I wish that the inanimate objects in all the places I have visited in the past could talk, because I am interested to hear if they remember me, the same way that I remember them. I never wished this more, than I wished it today at the Bull Dog Inn, where I used to go every day during my Rome Semester in 2008: The same place where I used to study for my Rome Through the Ages tests, where I used to live my mornings at—where I used to take my every cappuccino.
As I sat there, I wondered if the same bench I sat on would tell me that I seemed lighter, or that I should lay off the chocolate. I wondered if the espresso machine and milk steamer would yell in agreement at me for ordering a cappuccino after 10:00am, the way I often did back in 2008—though in myself defense, I never knew the rule until returning just a month ago.

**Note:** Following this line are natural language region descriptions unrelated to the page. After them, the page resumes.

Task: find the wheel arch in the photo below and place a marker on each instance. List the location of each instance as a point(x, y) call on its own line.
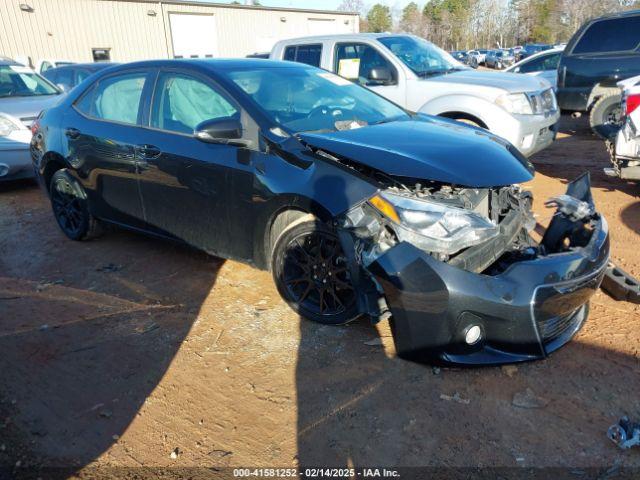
point(284, 211)
point(50, 164)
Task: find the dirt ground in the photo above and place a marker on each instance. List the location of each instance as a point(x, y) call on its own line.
point(128, 351)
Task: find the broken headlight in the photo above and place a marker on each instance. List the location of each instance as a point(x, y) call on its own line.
point(432, 226)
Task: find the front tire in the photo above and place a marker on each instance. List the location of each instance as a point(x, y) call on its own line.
point(70, 207)
point(605, 117)
point(311, 274)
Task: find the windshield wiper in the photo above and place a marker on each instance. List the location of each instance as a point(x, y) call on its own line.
point(433, 73)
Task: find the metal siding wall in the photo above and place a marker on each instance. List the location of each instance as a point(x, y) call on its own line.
point(69, 29)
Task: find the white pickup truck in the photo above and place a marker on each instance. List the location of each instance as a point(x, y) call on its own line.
point(421, 77)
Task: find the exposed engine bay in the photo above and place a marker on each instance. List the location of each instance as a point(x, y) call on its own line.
point(481, 230)
point(482, 224)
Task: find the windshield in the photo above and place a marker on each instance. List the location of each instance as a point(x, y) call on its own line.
point(19, 81)
point(310, 99)
point(424, 58)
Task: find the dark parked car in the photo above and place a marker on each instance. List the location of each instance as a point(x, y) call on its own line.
point(602, 52)
point(356, 206)
point(460, 55)
point(531, 49)
point(499, 59)
point(71, 75)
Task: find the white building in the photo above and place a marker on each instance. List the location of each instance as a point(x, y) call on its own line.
point(127, 30)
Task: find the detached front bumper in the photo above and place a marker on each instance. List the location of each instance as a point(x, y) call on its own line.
point(525, 313)
point(15, 158)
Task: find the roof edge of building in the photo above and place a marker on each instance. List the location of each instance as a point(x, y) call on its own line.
point(200, 3)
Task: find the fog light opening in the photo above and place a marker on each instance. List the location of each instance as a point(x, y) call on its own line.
point(473, 334)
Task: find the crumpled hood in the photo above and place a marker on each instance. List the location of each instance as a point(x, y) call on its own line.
point(510, 82)
point(28, 107)
point(430, 149)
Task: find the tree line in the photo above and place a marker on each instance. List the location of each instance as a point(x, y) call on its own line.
point(466, 24)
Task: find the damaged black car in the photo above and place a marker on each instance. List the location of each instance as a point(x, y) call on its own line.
point(358, 207)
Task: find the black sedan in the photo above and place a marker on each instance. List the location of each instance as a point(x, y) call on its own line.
point(69, 76)
point(357, 206)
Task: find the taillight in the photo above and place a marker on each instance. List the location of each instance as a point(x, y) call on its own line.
point(632, 102)
point(35, 126)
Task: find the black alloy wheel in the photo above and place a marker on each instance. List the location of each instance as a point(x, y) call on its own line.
point(311, 273)
point(70, 209)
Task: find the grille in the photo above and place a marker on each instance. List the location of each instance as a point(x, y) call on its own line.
point(553, 327)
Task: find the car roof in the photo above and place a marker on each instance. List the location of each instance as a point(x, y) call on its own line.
point(85, 66)
point(344, 36)
point(6, 63)
point(215, 64)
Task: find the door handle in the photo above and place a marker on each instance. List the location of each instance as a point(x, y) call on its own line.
point(72, 132)
point(147, 152)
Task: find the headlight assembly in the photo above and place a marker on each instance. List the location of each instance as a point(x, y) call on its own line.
point(8, 125)
point(517, 103)
point(432, 226)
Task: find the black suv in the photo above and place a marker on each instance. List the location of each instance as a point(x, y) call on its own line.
point(602, 52)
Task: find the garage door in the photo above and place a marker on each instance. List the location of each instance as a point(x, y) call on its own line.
point(193, 36)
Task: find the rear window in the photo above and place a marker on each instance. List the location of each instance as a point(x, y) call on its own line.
point(307, 54)
point(615, 35)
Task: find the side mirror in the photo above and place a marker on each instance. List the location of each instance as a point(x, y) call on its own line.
point(380, 76)
point(227, 130)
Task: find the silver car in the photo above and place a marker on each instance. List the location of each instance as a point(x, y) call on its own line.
point(23, 95)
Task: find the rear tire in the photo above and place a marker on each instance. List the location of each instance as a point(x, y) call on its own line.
point(605, 116)
point(70, 207)
point(311, 274)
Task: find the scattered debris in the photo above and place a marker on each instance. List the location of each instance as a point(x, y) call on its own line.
point(109, 268)
point(44, 285)
point(621, 285)
point(456, 398)
point(625, 434)
point(528, 399)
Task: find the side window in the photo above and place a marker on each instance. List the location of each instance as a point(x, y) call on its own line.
point(115, 98)
point(86, 100)
point(65, 78)
point(356, 60)
point(182, 102)
point(535, 65)
point(308, 54)
point(51, 75)
point(551, 61)
point(614, 35)
point(290, 54)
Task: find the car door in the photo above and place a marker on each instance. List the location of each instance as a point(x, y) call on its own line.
point(189, 187)
point(356, 61)
point(101, 131)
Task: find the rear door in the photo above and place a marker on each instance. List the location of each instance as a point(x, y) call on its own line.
point(102, 131)
point(189, 187)
point(604, 52)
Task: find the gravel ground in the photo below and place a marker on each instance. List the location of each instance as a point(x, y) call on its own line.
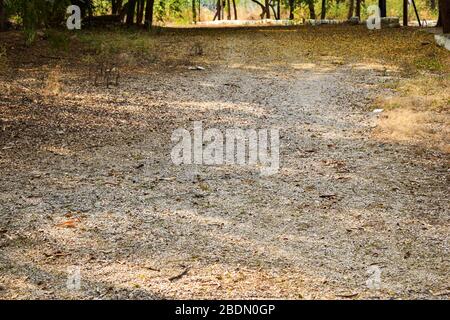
point(87, 181)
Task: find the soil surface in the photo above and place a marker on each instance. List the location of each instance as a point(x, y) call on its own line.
point(87, 181)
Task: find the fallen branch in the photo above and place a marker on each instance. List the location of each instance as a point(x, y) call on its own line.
point(178, 276)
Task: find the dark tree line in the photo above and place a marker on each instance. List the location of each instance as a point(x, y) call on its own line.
point(140, 12)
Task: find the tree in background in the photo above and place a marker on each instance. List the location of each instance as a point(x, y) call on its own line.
point(131, 10)
point(149, 13)
point(116, 6)
point(444, 14)
point(2, 16)
point(323, 12)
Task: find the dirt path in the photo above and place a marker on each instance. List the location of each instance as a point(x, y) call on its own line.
point(97, 189)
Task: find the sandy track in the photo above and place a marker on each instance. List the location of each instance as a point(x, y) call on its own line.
point(341, 202)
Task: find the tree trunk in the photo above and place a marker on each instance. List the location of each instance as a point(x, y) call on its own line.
point(312, 11)
point(358, 9)
point(217, 15)
point(323, 12)
point(382, 5)
point(444, 6)
point(263, 8)
point(267, 6)
point(130, 12)
point(235, 10)
point(2, 16)
point(194, 12)
point(149, 13)
point(140, 12)
point(278, 9)
point(116, 6)
point(351, 9)
point(291, 9)
point(405, 13)
point(433, 4)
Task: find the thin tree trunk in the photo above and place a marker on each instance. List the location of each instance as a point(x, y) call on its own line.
point(218, 9)
point(116, 6)
point(140, 12)
point(263, 8)
point(130, 12)
point(323, 12)
point(291, 9)
point(267, 6)
point(235, 10)
point(149, 13)
point(358, 9)
point(445, 13)
point(194, 12)
point(312, 11)
point(433, 4)
point(2, 16)
point(222, 11)
point(382, 5)
point(405, 13)
point(351, 9)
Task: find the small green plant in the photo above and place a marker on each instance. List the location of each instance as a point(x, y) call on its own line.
point(3, 60)
point(59, 41)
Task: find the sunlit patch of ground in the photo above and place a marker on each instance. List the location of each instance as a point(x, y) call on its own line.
point(86, 177)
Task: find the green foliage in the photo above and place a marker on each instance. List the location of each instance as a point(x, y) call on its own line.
point(169, 8)
point(33, 14)
point(58, 40)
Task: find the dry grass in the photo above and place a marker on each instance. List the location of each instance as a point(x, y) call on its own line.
point(418, 112)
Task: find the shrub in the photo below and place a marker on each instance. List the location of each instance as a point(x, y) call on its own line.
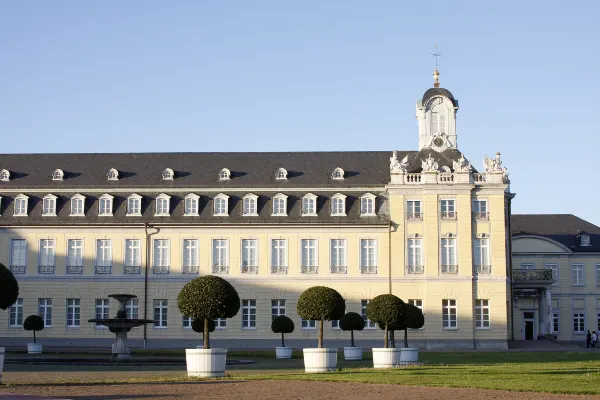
point(321, 303)
point(385, 309)
point(33, 323)
point(282, 324)
point(352, 322)
point(9, 288)
point(208, 297)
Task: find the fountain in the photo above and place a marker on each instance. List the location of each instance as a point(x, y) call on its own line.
point(120, 326)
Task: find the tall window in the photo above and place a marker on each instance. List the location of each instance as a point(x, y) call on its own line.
point(338, 256)
point(449, 314)
point(482, 314)
point(45, 311)
point(249, 256)
point(73, 306)
point(15, 316)
point(220, 256)
point(368, 256)
point(248, 314)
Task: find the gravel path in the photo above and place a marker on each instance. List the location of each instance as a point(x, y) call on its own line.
point(262, 390)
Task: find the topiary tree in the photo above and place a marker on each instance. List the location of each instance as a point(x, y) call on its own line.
point(207, 298)
point(352, 322)
point(385, 309)
point(282, 324)
point(33, 323)
point(321, 303)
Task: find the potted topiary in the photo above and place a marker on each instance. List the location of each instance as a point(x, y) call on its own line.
point(207, 298)
point(385, 309)
point(320, 303)
point(34, 323)
point(282, 324)
point(9, 292)
point(352, 322)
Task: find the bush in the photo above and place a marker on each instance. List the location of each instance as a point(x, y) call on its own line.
point(208, 297)
point(9, 288)
point(321, 303)
point(33, 323)
point(352, 322)
point(282, 324)
point(385, 309)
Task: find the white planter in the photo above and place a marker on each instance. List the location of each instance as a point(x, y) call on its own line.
point(283, 352)
point(320, 360)
point(386, 358)
point(34, 348)
point(205, 363)
point(352, 353)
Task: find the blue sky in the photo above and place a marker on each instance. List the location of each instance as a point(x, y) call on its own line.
point(137, 76)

And I wondered if the coffee mugs would tell me that they remembered me as their favorite customer—as the girl who loved her cappuccino more than she loved buying leather boots.
I wondered if the tables would yell at me for placing too many things on top of it, if all the spoons that I stirred with would beg me to add sugar so that it was mixing more than just foam and espresso, if the walls would scream at me for not just taking in the moment instead of analyzing it with my video camera, digital camera, and my journal—if my atmosphere would enjoy me—as much as I enjoyed it.
And as I took a sip of the cappuccino that my barista had just stirred with espresso, a layer of chocolate, the fantastic foam, and second layer of chocolate, I wondered if when I left Rome, the Bull Dog Inn counted the days until I returned. I wondered if, today, it jumped with joy as I walked into the side door that I opened countless times in the past. And I wondered if, today, it remembered me as wonderfully as I remembered it…because I couldn’t stand for our relationship to ever be forgotten…I couldn’t stand for this relationship, this wonderful cappuccino union between person and coffee to be broken…because I couldn’t imagine life in Rome…without the Bulldog. And then I wonder…how cool would it be if Rome couldn’t imagine life without me.